19/04/2011

procureurs et gardes à vue peu compatibles

images.jpegLa Cour de Cassation, on le sait, vient d'imposer au gouvernement l'application des conventions européennes concernant la présence de l'avocat au cours des gardes à vue. Le 1er juin devra donc s'appliquer la loi sur le même sujet votée en urgence par le parlement. Mais cette loi elle-même semble bien mal partie: procureurs et gardes à vue sont-ils compatibles?
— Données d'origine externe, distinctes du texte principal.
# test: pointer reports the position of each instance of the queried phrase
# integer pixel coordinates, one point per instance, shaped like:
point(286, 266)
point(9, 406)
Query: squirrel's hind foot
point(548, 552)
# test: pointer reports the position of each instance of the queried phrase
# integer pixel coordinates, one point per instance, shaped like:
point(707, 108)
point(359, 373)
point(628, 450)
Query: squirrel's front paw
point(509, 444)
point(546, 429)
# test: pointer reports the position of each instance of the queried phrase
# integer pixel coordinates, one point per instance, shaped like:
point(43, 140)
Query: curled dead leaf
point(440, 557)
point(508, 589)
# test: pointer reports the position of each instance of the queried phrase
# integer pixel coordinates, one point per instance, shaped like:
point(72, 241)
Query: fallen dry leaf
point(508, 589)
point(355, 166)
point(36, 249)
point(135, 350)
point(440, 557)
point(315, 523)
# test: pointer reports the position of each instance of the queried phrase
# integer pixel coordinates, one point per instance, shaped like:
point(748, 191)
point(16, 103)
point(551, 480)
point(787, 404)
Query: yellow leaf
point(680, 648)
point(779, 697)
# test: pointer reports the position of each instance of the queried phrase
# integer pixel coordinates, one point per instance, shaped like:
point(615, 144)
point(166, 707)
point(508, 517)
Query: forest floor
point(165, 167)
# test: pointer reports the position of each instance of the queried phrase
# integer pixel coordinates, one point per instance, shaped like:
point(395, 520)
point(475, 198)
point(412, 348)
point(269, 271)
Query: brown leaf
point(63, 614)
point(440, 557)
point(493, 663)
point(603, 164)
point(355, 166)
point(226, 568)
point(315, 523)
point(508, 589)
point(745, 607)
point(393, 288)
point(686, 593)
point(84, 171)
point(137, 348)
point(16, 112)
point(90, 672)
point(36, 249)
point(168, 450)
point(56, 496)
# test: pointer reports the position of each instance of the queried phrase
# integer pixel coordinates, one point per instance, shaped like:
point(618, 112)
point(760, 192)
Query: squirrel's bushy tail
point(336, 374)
Depuis environ deux ans, le gouvernement feignait de croire que les arrêts de la Cour Européenne des Droits de l'Homme, concernant les conditions de la garde à vue, ne s'imposaient pas à la France. La Cour de Cassation a fini par imposer cette évidence. Il est assez amusant au passage de noter que la quasi totalité des responsables politiques en France vantent sans arrêt la supériorité de l'Europe pour, dès que ça les gêne, oublier leurs professions de foi européennes. Passons.

Il n'empêche que, lorsqu'on examine la loi votée en urgence qui va s'appliquer en juin (pour l'instant, la Cour de Cassation ne fait qu'imposer l'application des conventions européennes), on s'aperçoit que les gardes à vue (leur régularité ou leur prolongation) sont placées sous le contrôle du procureur. C'est ce que nous dit cette loi nouvelle dès ses premiers articles.

Or, là-aussi, on peut s'étonner de la cécité de nos élus: en matière de privation de liberté (arrêts Medvedyev et Moulin notamment), la Cour Européenne des Droits de l'Homme vise précisément la France où les procureurs ne sont pas des magistrats indépendants. Pour la CEDH, toute forme de privation de liberté doit être placée le plus rapidement possible sous le contrôle d'un juge. Or les procureurs ne sont pas indépendants. Ils ne peuvent donc contrôler la garde à vue qui, bien sûr, prive de liberté les interpellés gardés dans les locaux de gendarmerie ou de police. Même chose pour les douanes.

Le gouvernement va donc au devant de nouveaux ennuis et probablement de nouveaux camouflets. C'était vraiment trop difficile de placer les gardes à vue sous l'autorité des juges de la liberté et de la détention?